At the top of the JS file I created an object containing some SVG icons , which will be used to show a user the predicted result.
/web/static/app.js
const icons = {
upload: `<svg xmlns="http://www.w3.org/2000/svg" width="24" height="24" viewBox="0 0 24 24" fill="none" stroke="currentColor" stroke-width="2" stroke-linecap="round" stroke-linejoin="round"><path d="M21.2 15c.7-1.2 1-2.5.7-3.9-.6-2-2.4-3.5-4.4-3.5h-1.2c-.7-3-3.2-5.2-6.2-5.6-3-.3-5.9 1.3-7.3 4-1.2 2.5-1 6.5.5 8.8m8.7-1.6V21"/><path d="M16 16l-4-4-4 4"/></svg>`,
// we add the loading class to this one so it spins when we add it to the DOM
loading: `<svg class="loading" xmlns="http://www.w3.org/2000/svg" width="24" height="24" viewBox="0 0 24 24" fill="none" stroke="currentColor" stroke-width="2" stroke-linecap="round" stroke-linejoin="round"><line x1="12" y1="2" x2="12" y2="6"></line><line x1="12" y1="18" x2="12" y2="22"></line><line x1="4.93" y1="4.93" x2="7.76" y2="7.76"></line><line x1="16.24" y1="16.24" x2="19.07" y2="19.07"></line><line x1="2" y1="12" x2="6" y2="12"></line><line x1="18" y1="12" x2="22" y2="12"></line><line x1="4.93" y1="19.07" x2="7.76" y2="16.24"></line><line x1="16.24" y1="7.76" x2="19.07" y2="4.93"></line></svg>`,
square: `<svg xmlns="http://www.w3.org/2000/svg" width="24" height="24" viewBox="0 0 24 24" fill="none" stroke="currentColor" stroke-width="2" stroke-linecap="round" stroke-linejoin="round"><rect x="3" y="3" width="18" height="18" rx="2" ry="2"></rect></svg>`,
triangle: `<svg xmlns="http://www.w3.org/2000/svg" width="24" height="24" viewBox="0 0 24 24" fill="none" stroke="currentColor" stroke-width="2" stroke-linecap="round" stroke-linejoin="round"><path d="M3 20h18L12 4z"/></svg>`,
star: `<svg xmlns="http://www.w3.org/2000/svg" width="24" height="24" viewBox="0 0 24 24" fill="none" stroke="currentColor" stroke-width="2" stroke-linecap="round" stroke-linejoin="round"><polygon points="12 2 15.09 8.26 22 9.27 17 14.14 18.18 21.02 12 17.77 5.82 21.02 7 14.14 2 9.27 8.91 8.26 12 2"></polygon></svg>`,
circle: `<svg xmlns="http://www.w3.org/2000/svg" width="24" height="24" viewBox="0 0 24 24" fill="none" stroke="currentColor" stroke-width="2" stroke-linecap="round" stroke-linejoin="round"><circle cx="12" cy="12" r="10"></circle></svg>`
}
Next, I selected the canvas and all of the buttons.
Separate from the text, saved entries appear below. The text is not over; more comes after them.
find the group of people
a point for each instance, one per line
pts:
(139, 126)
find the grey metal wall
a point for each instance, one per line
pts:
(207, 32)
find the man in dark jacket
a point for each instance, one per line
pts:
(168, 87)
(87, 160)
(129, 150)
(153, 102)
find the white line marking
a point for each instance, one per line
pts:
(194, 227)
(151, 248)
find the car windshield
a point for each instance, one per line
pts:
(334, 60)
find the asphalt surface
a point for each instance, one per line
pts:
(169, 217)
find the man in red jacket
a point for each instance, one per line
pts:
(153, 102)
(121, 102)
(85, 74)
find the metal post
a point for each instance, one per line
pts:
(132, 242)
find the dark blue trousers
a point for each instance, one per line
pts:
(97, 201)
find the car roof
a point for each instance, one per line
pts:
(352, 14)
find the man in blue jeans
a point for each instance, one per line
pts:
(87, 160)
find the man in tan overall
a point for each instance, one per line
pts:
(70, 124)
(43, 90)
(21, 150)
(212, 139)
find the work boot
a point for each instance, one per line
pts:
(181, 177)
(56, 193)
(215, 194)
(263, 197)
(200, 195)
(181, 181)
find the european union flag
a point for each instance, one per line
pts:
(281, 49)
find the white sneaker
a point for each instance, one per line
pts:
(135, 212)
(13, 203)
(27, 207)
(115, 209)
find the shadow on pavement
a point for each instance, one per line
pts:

const canvas = document.querySelector(".app__canvas")
// used to draw stuff on the canvas
const ctx = canvas.getContext("2d")
// resize canvas to canvas dimensions specified in CSS
canvas.width = canvas.offsetWidth
canvas.height = canvas.offsetHeight
const [ prediction, refreshButton, penButton, fillButton, uploadButton ] = document.querySelectorAll(".app__buttons button")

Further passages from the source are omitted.